The price of Bitcoin (BTC) briefly exceeded $ 9,000, with the bulls appearing to be trying to gently push the price above the resistance level.
Since Friday, the trading volume of the highest-ranked cryptocurrency on CoinMarketCap was practically nonexistent, as the price traded laterally between $ 8,750 and $ 8,850 for most of the day, but the weekend should lead to a movement. stronger directional.
Daily crypto market price table. Source: Coin360
Will the TD9 ring again?
As reported by Cointelegraph, the presence of a TD9 over the daily period, the technical overbought indicators and the drop in trading volume suggested that the price of Bitcoin had become too wide and traders believed that the loss of momentum would result in a new test of the underlying support levels.
Although the TD Sequential has proven to be a fairly reliable indicator of trend changes in Bitcoin price action, digital assets are known for their tendency to push higher even when indicators like Stoch RSI and MACD are strongly overbought.
Since the halving is only 9 days away, enthusiastic investors could simply ignore any bearish signals with the belief that the price will continue to go up in the halving.
Low volume weighs on momentum
The transition to $ 9,000 occurred on the gradual increase in the volume of purchases and a bullish crossover on the divergence of moving average convergence. The MACD histogram became positive as the momentum continued above the 0 line, but the relative strength index fell below 50 over the one hour period.

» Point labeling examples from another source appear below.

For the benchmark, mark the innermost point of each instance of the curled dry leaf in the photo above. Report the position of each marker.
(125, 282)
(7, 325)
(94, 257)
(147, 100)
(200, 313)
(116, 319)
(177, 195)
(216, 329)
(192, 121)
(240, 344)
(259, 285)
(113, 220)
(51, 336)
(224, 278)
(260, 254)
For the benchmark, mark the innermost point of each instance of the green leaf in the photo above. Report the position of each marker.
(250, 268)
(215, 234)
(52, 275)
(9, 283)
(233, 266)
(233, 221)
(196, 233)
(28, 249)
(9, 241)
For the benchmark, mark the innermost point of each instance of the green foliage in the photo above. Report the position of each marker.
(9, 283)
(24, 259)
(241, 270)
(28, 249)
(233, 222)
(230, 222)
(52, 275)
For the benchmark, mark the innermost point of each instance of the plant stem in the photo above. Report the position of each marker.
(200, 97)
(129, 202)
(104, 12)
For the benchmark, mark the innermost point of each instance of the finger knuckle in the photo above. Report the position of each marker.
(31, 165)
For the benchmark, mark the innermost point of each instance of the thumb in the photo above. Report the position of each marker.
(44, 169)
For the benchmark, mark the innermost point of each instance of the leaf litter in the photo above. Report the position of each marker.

1 hour BTC USDT chart. Source: TradingView
While the move above $ 9,000 is encouraging, it lacks strength and the Chaikin Money Flow oscillator remains below 0, and even if there is a lower hourly pattern, the slightly longer tight candlesticks higher shadows show momentum and volume remain low compared to the rally that took place earlier this week.
As shown by the visible range indicator of the volume profile over the period of 1 hour and 4 hours, the price of Bitcoin must remain above $ 8,950, as this resistance prevented the asset from rising higher. in the last 2 days.
BTC USDT weekly chart. Source: TradingView
Cointelegraph contributor Micheal van de Poppe said this week’s 35% + rally ended just at a key resistance block between $ 9,200 and $ 9,500. Van de Poppe explained that:
All of this resistance zone supported throughout the summer of 2019.
In the short term, traders should closely monitor the hourly volume and whether or not the price can exceed $ 8,800. If $ 8,800 is lost, traders will seek the price to retest the most recent lows at $ 8,400 and $ 7,800.